Falling out of first place

Last month was kind of weird for our family. Work schedules, after school activities, evening commitments, and multiple bouts of a stomach “situation” left my husband, our son, and me like three ships passing in the night—always two here and one there, just with varying iterations.

IMG_4005Within that window of time, I wasn’t home or available as often as I usually am. So my husband and son were left to do their “thing” without me. As their “thing” was done, our little boy realized his dad is a kind, fun, and engaged person with whom he shares many interests.

In a word: DUH.

I’ve been trying to convince my son of his father’s very fine qualities since…well…forever, but to no avail. He held tight to his Mama’s Boy* status and, with that, the perspective that Mama (i.e. me) was the only one who could do anything ever at all.

One of his first sentences was “Want Mama do it.” That one was on repeat for a good 18 months, I’d say.

My husband’s attempts to give our son a bath, get him dressed, put him to bed (you know, parent him) were usually greeted with shrieks and/or schlumping to the ground as if the child had no bones—an effective protesting move that would’ve proven significantly more effective if the kid weighed more than 30 pounds at the time.

There was even an incident when we were in the throes of potty training when my son gazed up at me, love brimming from his eyes, and said, “I only poop for you, Mama.”

Thanks, I guess?

While his devotion was incredibly sweet, it left my husband feeling a little rejected—and left me feeling a lot exhausted. If I wasn’t doing everything, I was convincing my son to let his father do somethinganything. I clung to the anecdotes from mothers of former Mama’s Boys that promised he would have a “Daddy Phase” at some point.

Well, you know that whole “Be careful what you wish for” cliche? It’s a cliche because it’s true.

For the most part, things have gone back to normal in our house—at least when it comes to schedules and our typical breakdown of who does what and when. But since his couple weeks of more concentrated time with his father, my son has abandoned his Mama’s Boy ways and placed himself squarely in Camp Daddy.

He asks “Where’s Daddy?” when I pick him up from school and chirps a looped chorus of “When will Daddy be home?” until my husband walks in the door at 5:30. The news that I’ll be handling bedtime is now met with a heavy sigh. And as I tuck into bed with him to read and sing him to sleep, there’s at least one whimper of “I miss Daddy.”

He’s saying “when.”

Sure, his new preference for Dad has its perks. I find myself uttering the phrases “I feel guilty” or “I feel overwhelmed” less and less these days. Not being the default parent for every act inherent to tending to a young child is pretty freeing.
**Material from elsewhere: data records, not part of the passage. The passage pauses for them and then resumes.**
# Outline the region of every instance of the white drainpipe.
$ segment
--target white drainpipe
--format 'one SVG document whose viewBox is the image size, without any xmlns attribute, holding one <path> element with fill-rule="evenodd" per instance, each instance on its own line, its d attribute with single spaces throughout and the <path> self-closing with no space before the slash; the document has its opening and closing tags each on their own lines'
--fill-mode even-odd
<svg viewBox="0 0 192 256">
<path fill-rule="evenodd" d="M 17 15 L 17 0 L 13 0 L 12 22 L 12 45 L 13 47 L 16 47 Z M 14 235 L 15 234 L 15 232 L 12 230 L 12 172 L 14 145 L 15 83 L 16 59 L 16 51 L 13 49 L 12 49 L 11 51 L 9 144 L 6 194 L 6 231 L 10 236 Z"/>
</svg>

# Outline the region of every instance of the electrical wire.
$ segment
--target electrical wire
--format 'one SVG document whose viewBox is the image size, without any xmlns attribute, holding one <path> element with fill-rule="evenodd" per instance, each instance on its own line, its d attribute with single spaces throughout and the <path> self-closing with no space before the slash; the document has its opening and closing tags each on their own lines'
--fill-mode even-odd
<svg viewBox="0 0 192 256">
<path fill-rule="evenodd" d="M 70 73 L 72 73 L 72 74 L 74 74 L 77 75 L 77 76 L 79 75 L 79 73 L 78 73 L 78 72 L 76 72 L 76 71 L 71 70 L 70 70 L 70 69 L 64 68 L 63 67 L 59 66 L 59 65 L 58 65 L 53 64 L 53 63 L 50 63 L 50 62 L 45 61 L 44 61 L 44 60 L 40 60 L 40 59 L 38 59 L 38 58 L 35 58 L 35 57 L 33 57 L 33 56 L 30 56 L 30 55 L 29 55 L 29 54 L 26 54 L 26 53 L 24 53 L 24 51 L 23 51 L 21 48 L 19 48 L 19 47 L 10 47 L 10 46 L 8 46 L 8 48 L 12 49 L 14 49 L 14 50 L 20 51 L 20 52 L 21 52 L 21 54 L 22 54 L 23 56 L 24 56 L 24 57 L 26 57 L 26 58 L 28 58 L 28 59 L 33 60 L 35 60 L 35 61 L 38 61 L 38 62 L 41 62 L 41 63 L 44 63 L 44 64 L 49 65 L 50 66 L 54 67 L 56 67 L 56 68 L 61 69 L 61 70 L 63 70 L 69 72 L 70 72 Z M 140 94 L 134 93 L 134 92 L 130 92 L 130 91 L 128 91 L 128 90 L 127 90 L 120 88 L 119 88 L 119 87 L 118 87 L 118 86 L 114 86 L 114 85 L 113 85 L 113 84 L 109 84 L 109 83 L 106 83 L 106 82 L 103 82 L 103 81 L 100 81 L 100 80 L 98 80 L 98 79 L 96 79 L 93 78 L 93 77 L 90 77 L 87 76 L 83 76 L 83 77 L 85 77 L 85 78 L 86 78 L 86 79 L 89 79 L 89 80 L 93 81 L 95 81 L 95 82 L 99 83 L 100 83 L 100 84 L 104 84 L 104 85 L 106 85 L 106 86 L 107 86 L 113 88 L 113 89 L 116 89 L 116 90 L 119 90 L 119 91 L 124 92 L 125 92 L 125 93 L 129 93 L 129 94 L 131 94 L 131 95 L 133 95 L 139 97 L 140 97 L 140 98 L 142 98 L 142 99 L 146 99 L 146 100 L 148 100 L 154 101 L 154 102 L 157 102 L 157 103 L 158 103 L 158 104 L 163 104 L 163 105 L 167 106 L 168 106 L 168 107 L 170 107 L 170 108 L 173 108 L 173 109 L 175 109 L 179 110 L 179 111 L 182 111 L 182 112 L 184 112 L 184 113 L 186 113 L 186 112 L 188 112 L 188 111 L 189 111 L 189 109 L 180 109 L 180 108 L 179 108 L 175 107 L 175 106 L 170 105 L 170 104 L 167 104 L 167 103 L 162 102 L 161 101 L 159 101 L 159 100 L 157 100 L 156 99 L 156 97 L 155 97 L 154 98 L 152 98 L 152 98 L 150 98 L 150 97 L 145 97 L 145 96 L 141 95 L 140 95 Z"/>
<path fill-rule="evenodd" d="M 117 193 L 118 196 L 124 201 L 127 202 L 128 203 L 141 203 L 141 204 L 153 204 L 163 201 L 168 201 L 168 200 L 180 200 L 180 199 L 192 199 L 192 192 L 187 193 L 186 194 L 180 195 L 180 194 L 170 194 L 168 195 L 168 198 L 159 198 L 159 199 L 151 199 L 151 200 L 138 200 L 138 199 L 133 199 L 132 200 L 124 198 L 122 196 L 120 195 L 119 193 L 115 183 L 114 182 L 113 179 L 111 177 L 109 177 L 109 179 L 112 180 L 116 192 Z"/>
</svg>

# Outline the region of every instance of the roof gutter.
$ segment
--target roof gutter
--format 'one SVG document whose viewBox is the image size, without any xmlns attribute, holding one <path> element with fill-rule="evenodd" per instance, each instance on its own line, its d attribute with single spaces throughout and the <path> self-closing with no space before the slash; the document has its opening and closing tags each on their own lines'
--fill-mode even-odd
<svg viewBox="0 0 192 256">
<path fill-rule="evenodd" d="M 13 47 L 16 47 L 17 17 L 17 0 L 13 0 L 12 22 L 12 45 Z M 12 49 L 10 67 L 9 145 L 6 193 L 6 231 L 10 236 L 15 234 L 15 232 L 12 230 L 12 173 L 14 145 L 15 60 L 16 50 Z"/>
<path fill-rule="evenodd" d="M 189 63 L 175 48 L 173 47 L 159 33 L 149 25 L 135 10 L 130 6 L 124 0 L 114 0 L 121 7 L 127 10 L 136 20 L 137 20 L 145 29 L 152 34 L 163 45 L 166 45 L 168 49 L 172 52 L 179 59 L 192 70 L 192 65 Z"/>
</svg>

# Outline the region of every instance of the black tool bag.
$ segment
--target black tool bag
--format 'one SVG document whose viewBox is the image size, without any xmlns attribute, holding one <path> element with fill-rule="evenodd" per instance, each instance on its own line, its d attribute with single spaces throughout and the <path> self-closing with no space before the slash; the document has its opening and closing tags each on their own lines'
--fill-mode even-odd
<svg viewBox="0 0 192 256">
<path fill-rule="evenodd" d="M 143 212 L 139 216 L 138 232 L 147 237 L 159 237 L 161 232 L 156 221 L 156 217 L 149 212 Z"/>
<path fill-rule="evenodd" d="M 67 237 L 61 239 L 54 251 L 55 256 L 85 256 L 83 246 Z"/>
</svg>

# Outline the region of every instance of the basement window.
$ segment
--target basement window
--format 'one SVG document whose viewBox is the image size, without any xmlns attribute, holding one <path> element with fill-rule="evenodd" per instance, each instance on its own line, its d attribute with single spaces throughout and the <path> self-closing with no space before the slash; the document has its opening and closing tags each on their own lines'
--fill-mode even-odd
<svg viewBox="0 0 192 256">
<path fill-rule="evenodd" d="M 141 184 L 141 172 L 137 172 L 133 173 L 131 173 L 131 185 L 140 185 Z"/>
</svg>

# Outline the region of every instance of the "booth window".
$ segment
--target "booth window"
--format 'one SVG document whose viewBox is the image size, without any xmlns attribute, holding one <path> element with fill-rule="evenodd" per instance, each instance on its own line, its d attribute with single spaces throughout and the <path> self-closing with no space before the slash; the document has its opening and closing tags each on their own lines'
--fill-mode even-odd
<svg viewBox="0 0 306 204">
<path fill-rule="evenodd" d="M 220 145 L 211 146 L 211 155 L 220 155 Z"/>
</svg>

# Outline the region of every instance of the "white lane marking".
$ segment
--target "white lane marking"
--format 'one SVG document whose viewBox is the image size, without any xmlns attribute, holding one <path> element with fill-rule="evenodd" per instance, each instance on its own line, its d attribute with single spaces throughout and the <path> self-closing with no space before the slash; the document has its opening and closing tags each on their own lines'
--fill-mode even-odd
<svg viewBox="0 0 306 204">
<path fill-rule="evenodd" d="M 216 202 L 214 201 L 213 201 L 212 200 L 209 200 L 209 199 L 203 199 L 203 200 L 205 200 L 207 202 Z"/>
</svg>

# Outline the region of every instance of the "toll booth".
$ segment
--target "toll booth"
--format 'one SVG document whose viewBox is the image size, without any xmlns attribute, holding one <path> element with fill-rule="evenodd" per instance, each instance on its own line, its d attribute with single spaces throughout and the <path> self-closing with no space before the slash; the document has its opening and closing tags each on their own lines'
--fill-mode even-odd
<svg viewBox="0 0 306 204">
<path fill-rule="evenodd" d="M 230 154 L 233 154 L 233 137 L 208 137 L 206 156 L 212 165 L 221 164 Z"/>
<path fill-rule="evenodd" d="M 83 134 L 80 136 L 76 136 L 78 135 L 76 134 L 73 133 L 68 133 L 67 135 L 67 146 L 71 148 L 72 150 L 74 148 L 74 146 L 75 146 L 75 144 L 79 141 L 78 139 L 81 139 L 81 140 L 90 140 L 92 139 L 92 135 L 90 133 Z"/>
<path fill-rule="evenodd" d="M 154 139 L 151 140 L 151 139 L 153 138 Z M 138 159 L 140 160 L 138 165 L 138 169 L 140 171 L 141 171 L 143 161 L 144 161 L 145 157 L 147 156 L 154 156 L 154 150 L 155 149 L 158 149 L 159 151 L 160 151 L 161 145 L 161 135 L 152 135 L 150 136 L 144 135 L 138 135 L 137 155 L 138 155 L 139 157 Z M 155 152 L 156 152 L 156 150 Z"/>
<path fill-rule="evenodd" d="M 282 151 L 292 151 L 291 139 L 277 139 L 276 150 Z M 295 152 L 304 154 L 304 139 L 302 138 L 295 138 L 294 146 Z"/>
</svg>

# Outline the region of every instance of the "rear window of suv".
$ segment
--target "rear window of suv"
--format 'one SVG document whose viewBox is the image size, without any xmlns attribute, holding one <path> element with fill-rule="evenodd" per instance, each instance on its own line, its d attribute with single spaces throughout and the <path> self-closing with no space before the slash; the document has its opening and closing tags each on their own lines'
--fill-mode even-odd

But it also stings like hell. I’m not yet sure what to do with this new space I have. It’s jarring…achy…sometimes really, really sad.

Here’s the thing I’m trying to remember: raising a child is basically a series of hellos and goodbyes. Over time we meet—and then see off—so many variations of these little people we’ve been given to raise. As they change, so do their needs and their preferences for who fulfills those needs. It seems that what our boy needs right now is something he wants his father to give him. And that’s ok. It’s all normal and healthy and good—even if it’s hard.

Who knows? Maybe he’ll swing back to me at some point. Maybe he won’t. But if he does, I’ll be here. Mama will do it.

*I don’t use that phrase pejoratively. There is nothing wrong with a boy loving his mother or a daughter loving her father or whatever parent-child dynamic you have.